Sponsored by WWNO and curated by Bradley Sumrall, Curator of the Collection at the Ogden Museum of Southern Art, the exhibition will spotlight creations from a diverse group of emerging and established LGBTQ+ artists with ties to New Orleans, including Matthew Draughter, André Hubbard, Marta Rodriguez Maleck, Michael Meads, Jacob Reptile, Maxx Sizeler, Cars Stewart, Goldie Ray Sylvan, Trenity Thomas, Meg Turner, and Kyle Young. The artists will exhibit their work alongside that of the late J. B. Harter, whose images explored and documented gay male culture of the 1970s and beyond.

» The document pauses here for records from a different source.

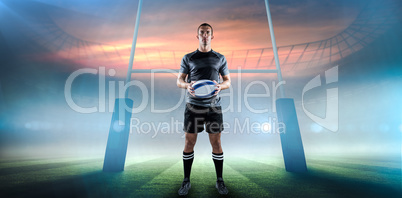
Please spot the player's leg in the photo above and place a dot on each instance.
(214, 126)
(191, 128)
(217, 153)
(188, 154)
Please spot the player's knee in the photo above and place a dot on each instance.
(216, 144)
(190, 143)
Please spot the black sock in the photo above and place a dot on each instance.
(218, 161)
(187, 163)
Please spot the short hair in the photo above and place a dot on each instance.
(205, 24)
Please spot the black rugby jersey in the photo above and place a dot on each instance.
(204, 66)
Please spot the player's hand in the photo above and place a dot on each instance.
(190, 89)
(217, 88)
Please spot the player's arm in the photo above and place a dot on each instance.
(224, 85)
(226, 82)
(181, 83)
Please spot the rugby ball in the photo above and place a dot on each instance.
(204, 88)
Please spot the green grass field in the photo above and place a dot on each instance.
(161, 177)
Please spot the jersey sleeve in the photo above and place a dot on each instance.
(184, 67)
(223, 70)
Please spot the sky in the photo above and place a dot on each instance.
(107, 28)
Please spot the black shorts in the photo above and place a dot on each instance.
(196, 116)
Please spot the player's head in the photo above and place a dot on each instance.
(205, 33)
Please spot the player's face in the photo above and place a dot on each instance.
(205, 35)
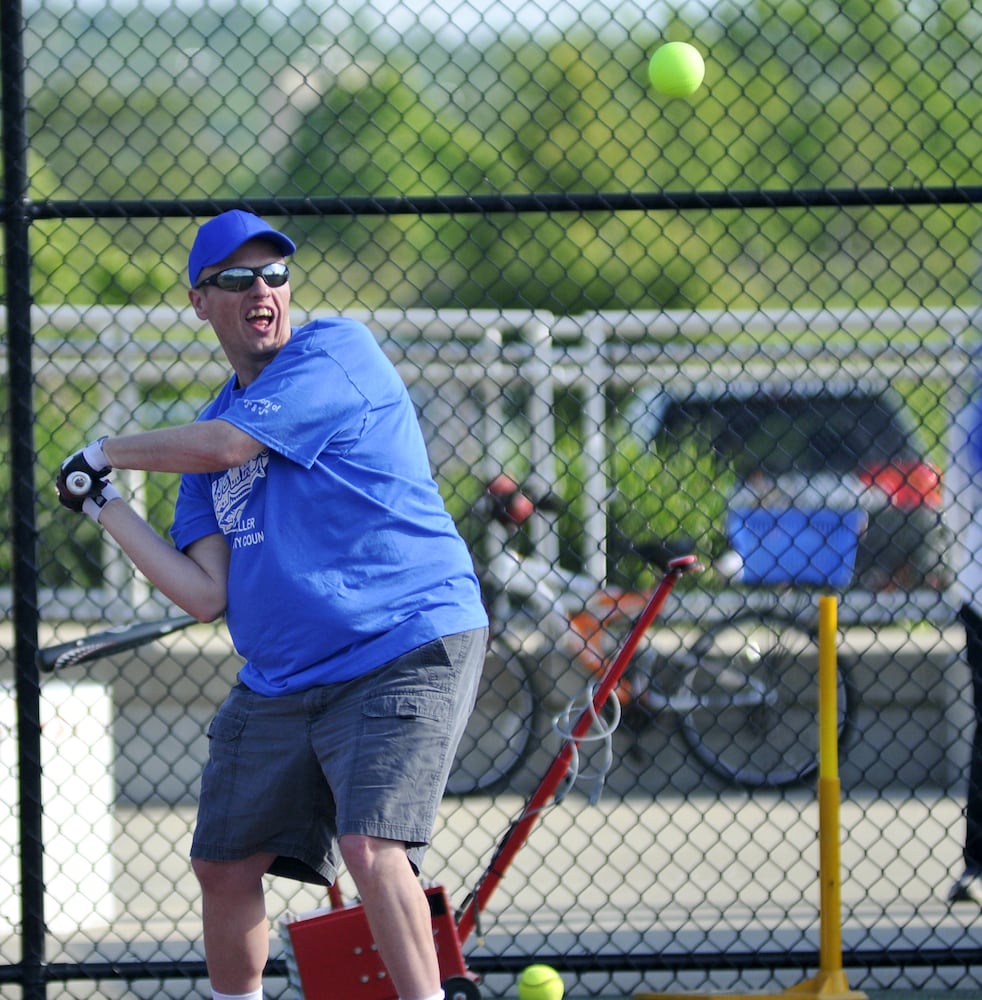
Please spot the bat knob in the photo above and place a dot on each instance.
(79, 483)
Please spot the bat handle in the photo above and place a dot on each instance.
(78, 483)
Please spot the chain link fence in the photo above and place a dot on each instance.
(736, 325)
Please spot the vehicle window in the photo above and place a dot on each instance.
(791, 434)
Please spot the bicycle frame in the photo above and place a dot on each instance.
(517, 834)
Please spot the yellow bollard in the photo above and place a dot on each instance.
(830, 983)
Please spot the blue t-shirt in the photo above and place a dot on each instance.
(343, 555)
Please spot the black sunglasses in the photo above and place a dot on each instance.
(240, 279)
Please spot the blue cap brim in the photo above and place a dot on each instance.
(220, 237)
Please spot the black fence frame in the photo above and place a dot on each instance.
(33, 973)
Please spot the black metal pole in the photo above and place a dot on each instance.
(22, 494)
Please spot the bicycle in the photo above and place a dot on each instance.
(743, 691)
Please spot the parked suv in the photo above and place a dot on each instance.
(836, 446)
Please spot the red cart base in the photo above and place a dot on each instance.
(335, 958)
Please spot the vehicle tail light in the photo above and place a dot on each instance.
(908, 484)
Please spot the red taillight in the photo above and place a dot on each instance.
(907, 484)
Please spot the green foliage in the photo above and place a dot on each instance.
(797, 95)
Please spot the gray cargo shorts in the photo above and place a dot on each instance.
(291, 774)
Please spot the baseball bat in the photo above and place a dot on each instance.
(108, 641)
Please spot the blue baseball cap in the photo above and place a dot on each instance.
(223, 235)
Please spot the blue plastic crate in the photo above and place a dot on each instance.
(793, 545)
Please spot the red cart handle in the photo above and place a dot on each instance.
(518, 832)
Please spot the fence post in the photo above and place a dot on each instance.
(23, 523)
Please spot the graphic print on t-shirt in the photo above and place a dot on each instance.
(229, 493)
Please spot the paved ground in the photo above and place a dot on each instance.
(770, 911)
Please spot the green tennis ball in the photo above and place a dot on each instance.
(676, 69)
(540, 982)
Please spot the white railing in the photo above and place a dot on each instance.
(464, 367)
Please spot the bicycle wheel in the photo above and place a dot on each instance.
(748, 704)
(500, 730)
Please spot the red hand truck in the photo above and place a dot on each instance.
(331, 955)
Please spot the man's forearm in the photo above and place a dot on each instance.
(206, 446)
(198, 587)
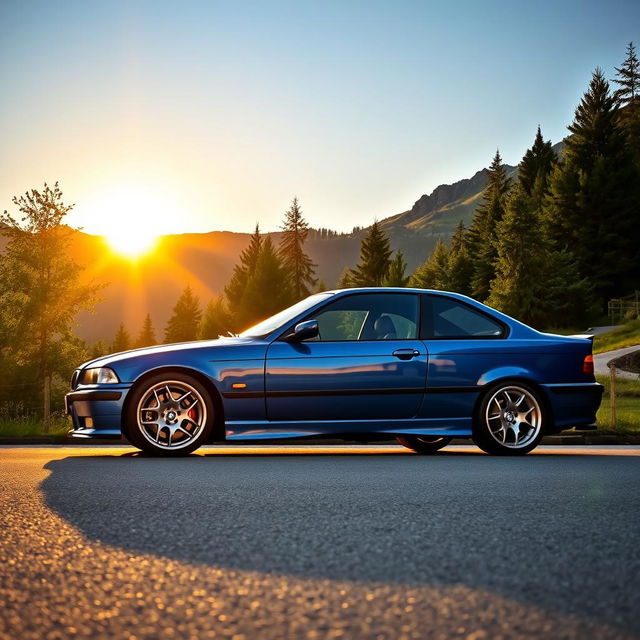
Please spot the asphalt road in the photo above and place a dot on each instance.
(319, 542)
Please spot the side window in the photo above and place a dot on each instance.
(367, 316)
(447, 318)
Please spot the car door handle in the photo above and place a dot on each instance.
(406, 354)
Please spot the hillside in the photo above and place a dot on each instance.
(206, 260)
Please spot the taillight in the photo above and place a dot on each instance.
(587, 365)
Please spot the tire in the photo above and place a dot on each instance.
(169, 414)
(511, 419)
(424, 444)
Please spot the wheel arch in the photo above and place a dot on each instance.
(536, 386)
(219, 432)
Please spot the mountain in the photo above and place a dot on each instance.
(440, 211)
(206, 260)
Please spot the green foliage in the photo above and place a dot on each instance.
(242, 273)
(628, 97)
(535, 167)
(628, 77)
(267, 290)
(481, 235)
(593, 206)
(297, 266)
(183, 324)
(40, 290)
(122, 340)
(434, 272)
(396, 276)
(627, 407)
(518, 288)
(216, 320)
(147, 335)
(345, 282)
(627, 335)
(459, 262)
(375, 259)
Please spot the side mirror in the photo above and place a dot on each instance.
(304, 331)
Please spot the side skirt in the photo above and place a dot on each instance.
(258, 430)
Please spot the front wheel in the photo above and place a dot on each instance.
(510, 420)
(423, 444)
(170, 414)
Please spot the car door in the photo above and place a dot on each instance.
(367, 363)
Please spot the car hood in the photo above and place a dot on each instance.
(221, 349)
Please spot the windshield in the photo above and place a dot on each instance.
(280, 319)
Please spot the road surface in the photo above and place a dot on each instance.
(319, 542)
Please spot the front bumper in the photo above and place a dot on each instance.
(96, 412)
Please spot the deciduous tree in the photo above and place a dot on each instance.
(41, 291)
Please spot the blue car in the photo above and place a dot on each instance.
(419, 366)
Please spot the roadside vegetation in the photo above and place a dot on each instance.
(24, 426)
(578, 206)
(625, 336)
(627, 407)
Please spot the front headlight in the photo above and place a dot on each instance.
(99, 375)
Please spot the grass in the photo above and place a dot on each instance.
(626, 336)
(627, 407)
(27, 426)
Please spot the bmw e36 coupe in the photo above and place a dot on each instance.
(367, 364)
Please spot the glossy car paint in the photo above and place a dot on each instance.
(351, 387)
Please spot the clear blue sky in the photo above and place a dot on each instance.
(217, 113)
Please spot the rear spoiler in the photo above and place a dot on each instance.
(584, 336)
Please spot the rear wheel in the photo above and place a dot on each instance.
(510, 420)
(424, 444)
(169, 414)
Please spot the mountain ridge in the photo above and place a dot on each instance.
(206, 260)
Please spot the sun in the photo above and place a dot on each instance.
(132, 217)
(130, 243)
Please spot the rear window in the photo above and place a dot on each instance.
(448, 318)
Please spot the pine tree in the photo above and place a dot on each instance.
(628, 77)
(536, 165)
(267, 290)
(459, 263)
(396, 276)
(434, 272)
(628, 96)
(297, 265)
(122, 340)
(147, 335)
(344, 281)
(593, 206)
(183, 324)
(375, 259)
(216, 320)
(482, 231)
(533, 282)
(242, 272)
(98, 349)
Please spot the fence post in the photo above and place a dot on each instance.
(612, 393)
(47, 403)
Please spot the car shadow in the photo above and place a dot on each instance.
(537, 529)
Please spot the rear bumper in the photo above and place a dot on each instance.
(96, 412)
(574, 405)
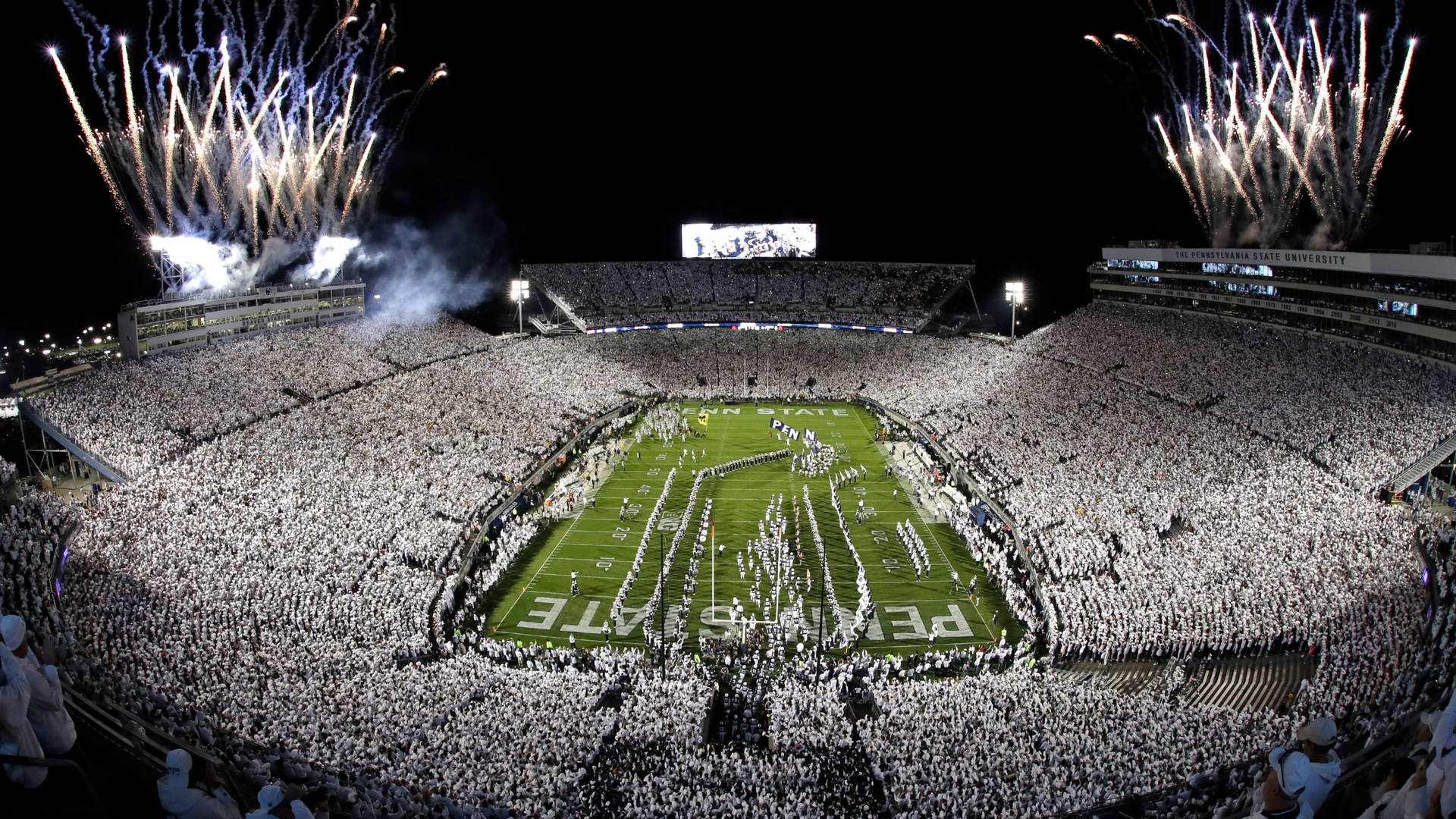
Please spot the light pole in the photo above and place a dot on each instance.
(1017, 295)
(520, 292)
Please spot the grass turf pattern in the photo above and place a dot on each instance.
(533, 602)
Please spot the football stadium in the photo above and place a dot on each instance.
(353, 513)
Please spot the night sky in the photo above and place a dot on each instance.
(564, 134)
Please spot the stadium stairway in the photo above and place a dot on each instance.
(1128, 678)
(1256, 684)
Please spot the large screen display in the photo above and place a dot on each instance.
(705, 241)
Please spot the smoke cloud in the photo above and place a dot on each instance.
(416, 271)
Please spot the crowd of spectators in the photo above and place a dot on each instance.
(258, 583)
(137, 414)
(711, 290)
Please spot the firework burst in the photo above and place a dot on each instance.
(1276, 114)
(256, 129)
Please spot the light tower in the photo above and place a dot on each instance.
(1017, 295)
(520, 292)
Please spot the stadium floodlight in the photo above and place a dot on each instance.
(520, 292)
(1017, 295)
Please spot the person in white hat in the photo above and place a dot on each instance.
(47, 710)
(271, 798)
(1318, 744)
(184, 798)
(1283, 784)
(17, 735)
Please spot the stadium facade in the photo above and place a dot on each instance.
(182, 324)
(753, 293)
(1402, 302)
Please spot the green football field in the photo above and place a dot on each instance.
(533, 602)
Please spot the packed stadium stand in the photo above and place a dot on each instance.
(1187, 518)
(762, 290)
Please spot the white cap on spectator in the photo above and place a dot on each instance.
(12, 630)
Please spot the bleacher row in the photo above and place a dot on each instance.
(710, 290)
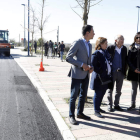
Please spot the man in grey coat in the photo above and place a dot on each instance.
(79, 56)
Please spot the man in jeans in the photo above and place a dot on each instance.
(79, 55)
(62, 48)
(118, 54)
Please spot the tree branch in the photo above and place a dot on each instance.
(96, 3)
(75, 12)
(79, 4)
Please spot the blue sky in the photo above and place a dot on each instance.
(109, 18)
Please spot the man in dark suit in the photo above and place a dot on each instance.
(46, 49)
(35, 46)
(118, 54)
(79, 56)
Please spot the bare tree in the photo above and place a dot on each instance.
(85, 6)
(42, 21)
(32, 26)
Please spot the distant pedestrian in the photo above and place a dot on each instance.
(62, 48)
(35, 45)
(101, 76)
(46, 49)
(51, 47)
(118, 54)
(58, 50)
(55, 49)
(30, 45)
(134, 69)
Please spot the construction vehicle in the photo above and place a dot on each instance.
(4, 43)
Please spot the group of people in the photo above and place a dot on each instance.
(108, 65)
(54, 49)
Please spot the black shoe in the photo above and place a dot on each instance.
(110, 109)
(82, 116)
(102, 111)
(131, 107)
(72, 120)
(118, 108)
(98, 115)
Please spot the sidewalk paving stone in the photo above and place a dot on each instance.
(115, 126)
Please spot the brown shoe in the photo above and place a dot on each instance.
(83, 116)
(72, 120)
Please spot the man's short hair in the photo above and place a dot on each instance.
(118, 36)
(86, 28)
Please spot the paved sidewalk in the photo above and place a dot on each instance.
(56, 84)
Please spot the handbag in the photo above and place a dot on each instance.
(104, 82)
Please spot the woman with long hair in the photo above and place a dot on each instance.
(134, 69)
(101, 76)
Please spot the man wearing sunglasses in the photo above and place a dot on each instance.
(118, 54)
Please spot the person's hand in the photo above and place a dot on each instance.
(91, 70)
(137, 71)
(85, 67)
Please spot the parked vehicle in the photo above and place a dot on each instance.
(4, 44)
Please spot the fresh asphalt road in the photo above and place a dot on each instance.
(23, 114)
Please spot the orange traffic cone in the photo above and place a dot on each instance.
(41, 66)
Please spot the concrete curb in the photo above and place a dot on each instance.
(65, 131)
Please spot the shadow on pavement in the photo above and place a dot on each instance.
(119, 128)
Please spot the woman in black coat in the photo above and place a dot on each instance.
(101, 75)
(134, 68)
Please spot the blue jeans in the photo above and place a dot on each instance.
(98, 97)
(78, 86)
(61, 54)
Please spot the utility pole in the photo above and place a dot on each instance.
(28, 24)
(58, 35)
(138, 18)
(19, 39)
(24, 26)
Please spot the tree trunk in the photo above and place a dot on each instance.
(42, 45)
(32, 44)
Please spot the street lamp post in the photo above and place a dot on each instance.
(24, 26)
(28, 24)
(138, 17)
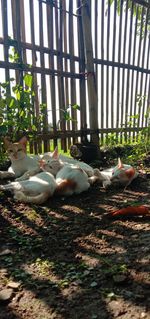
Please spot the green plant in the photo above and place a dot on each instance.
(16, 107)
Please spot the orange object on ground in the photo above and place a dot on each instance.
(131, 210)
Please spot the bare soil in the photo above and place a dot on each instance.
(69, 260)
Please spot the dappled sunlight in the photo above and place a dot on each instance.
(70, 250)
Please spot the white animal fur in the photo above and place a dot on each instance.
(37, 189)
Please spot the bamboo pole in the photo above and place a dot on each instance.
(83, 113)
(91, 79)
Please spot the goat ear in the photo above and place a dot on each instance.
(130, 172)
(120, 164)
(23, 141)
(55, 153)
(6, 142)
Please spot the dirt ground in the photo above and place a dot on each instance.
(69, 260)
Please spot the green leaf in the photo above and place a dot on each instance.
(28, 80)
(93, 284)
(76, 107)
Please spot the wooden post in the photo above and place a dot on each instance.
(91, 78)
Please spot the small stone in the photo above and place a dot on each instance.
(119, 278)
(14, 285)
(143, 315)
(5, 252)
(6, 294)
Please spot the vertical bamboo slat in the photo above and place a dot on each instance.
(123, 72)
(138, 111)
(43, 81)
(58, 22)
(66, 64)
(113, 59)
(36, 111)
(118, 72)
(133, 73)
(83, 114)
(128, 71)
(102, 70)
(91, 80)
(72, 69)
(108, 68)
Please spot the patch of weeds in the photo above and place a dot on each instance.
(108, 293)
(44, 266)
(32, 215)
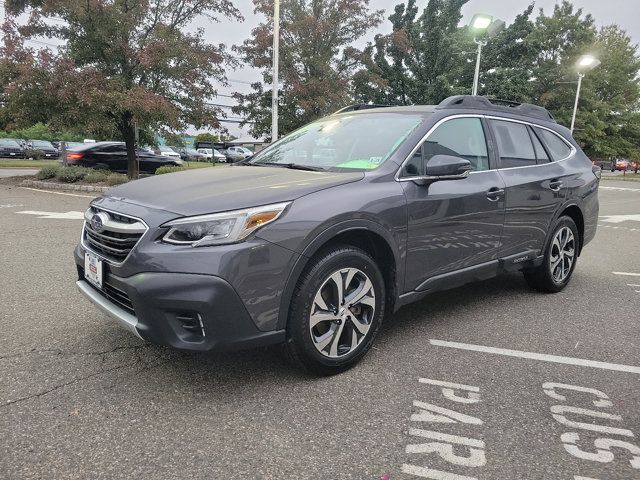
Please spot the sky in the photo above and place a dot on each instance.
(625, 13)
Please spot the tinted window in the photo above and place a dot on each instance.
(541, 154)
(459, 137)
(514, 144)
(558, 148)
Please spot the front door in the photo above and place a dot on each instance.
(453, 224)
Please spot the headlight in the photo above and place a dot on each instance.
(221, 228)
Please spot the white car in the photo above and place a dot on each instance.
(212, 154)
(167, 152)
(237, 154)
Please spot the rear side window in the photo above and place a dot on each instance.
(541, 154)
(558, 149)
(514, 144)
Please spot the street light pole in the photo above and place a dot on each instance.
(476, 77)
(276, 55)
(575, 106)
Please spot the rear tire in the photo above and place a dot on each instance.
(337, 309)
(560, 257)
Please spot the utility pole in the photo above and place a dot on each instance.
(276, 55)
(575, 106)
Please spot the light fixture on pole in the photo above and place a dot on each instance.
(276, 55)
(484, 28)
(585, 64)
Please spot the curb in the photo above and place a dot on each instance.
(63, 186)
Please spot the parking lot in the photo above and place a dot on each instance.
(491, 380)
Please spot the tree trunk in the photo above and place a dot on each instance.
(127, 128)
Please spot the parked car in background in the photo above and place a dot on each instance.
(621, 165)
(237, 154)
(212, 154)
(113, 156)
(10, 148)
(44, 146)
(190, 154)
(167, 151)
(316, 254)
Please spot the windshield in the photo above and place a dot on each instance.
(352, 142)
(41, 143)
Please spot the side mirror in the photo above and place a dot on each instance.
(445, 167)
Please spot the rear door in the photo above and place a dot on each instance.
(452, 224)
(535, 185)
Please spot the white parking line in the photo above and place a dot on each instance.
(538, 356)
(62, 193)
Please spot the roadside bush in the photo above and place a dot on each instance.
(163, 170)
(96, 176)
(72, 174)
(47, 172)
(114, 179)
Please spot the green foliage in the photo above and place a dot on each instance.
(163, 170)
(207, 137)
(96, 176)
(174, 139)
(114, 179)
(315, 60)
(47, 172)
(125, 66)
(72, 174)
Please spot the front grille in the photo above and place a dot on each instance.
(113, 235)
(115, 295)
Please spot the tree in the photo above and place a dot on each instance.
(174, 139)
(316, 60)
(207, 137)
(128, 63)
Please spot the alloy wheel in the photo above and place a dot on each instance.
(562, 256)
(342, 311)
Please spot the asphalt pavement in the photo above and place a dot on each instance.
(488, 381)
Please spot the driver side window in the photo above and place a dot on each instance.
(459, 137)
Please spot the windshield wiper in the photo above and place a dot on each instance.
(292, 166)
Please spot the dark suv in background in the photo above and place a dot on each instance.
(316, 239)
(113, 156)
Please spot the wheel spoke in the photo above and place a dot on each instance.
(338, 280)
(333, 351)
(322, 316)
(362, 327)
(357, 296)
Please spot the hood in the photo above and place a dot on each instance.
(220, 189)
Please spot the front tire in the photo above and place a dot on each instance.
(336, 312)
(561, 254)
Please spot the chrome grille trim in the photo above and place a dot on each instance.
(119, 236)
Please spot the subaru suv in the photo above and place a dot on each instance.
(317, 239)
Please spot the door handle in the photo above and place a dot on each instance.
(555, 185)
(494, 194)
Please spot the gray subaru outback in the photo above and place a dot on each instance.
(315, 240)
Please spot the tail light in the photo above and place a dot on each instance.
(73, 157)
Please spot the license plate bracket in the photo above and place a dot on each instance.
(93, 269)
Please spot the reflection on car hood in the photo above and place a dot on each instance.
(219, 189)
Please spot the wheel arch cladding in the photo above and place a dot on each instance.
(361, 237)
(574, 212)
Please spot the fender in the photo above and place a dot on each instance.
(312, 248)
(571, 202)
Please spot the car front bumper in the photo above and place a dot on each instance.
(185, 311)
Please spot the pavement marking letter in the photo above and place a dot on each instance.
(454, 449)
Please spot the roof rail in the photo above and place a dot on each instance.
(360, 106)
(476, 102)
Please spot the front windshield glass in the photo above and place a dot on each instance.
(346, 142)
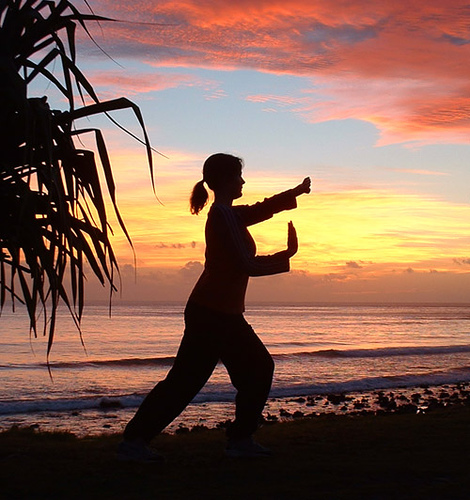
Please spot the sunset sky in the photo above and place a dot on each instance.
(369, 98)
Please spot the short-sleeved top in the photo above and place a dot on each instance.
(230, 257)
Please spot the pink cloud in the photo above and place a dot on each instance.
(402, 65)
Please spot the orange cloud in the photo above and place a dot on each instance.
(402, 65)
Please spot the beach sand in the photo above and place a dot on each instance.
(376, 452)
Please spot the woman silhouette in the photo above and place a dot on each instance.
(215, 328)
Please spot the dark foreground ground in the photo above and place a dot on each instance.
(392, 456)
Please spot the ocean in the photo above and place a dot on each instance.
(319, 350)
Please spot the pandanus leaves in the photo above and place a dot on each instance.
(53, 219)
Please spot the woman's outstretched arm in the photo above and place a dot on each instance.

“Is He a Fairy? No, He’s a Dragonfly” by Trenity Thomas
At its core, Tigers in the Garden positions New Orleans itself as both sanctuary and stage—a place where cultivated surfaces and untamed realities exist side by side. As described in the exhibition text, the city becomes “a lush, unruly garden where identities are cultivated, performed, and continuously reimagined,” and where artists move with “a kind of feral intelligence—improvisational, self-possessed, and unafraid.”
The title draws from the 1950 novel Tiger in the Garden by Speed Lamkin, a work that explored class tension, social change, and one of the earliest candid depictions of gay life in the twentieth-century South. In Lamkin’s narrative, the “tiger” emerges as a disruptive force within the rigid structures of Southern society—an apt metaphor for the artists in this exhibition, whose practices challenge inherited norms while embracing visibility, sensuality, and self-definition.
This exhibition extends that metaphor into the present. Where earlier generations navigated coded or constrained identities, the artists in Tigers in the Garden assert presence openly. Their works collapse distinctions between private and public life, control and abandon—reflecting a city long defined by its ability to hold contradiction.

“Growing Between the Cracks of Civilization 1” by Jacob Reptile
Tigers in the Garden is underwritten by the John Burton Harter Foundation, whose mission is to advance awareness of visual and queer art through the legacy of its namesake. Harter’s own prolific practice—comprising more than 3,000 works, many centered on the male figure—helped document and preserve the richness of queer experience in New Orleans, often outside mainstream recognition.
In this context, the exhibition operates not only as a presentation of contemporary work but as part of a broader lineage. It traces a movement from coded representation to unapologetic visibility, from marginal narratives to embodied presence. As the exhibition text concludes, in New Orleans “the garden has not been tamed—it has simply learned to hold and celebrate its tigers.”
The show will run through July12. Regular gallery hours are Saturdays and Sundays, 12pm-5pm, with extended gallery hours for Tigers in the Garden on Thursdays and Fridays, 5pm-7pm.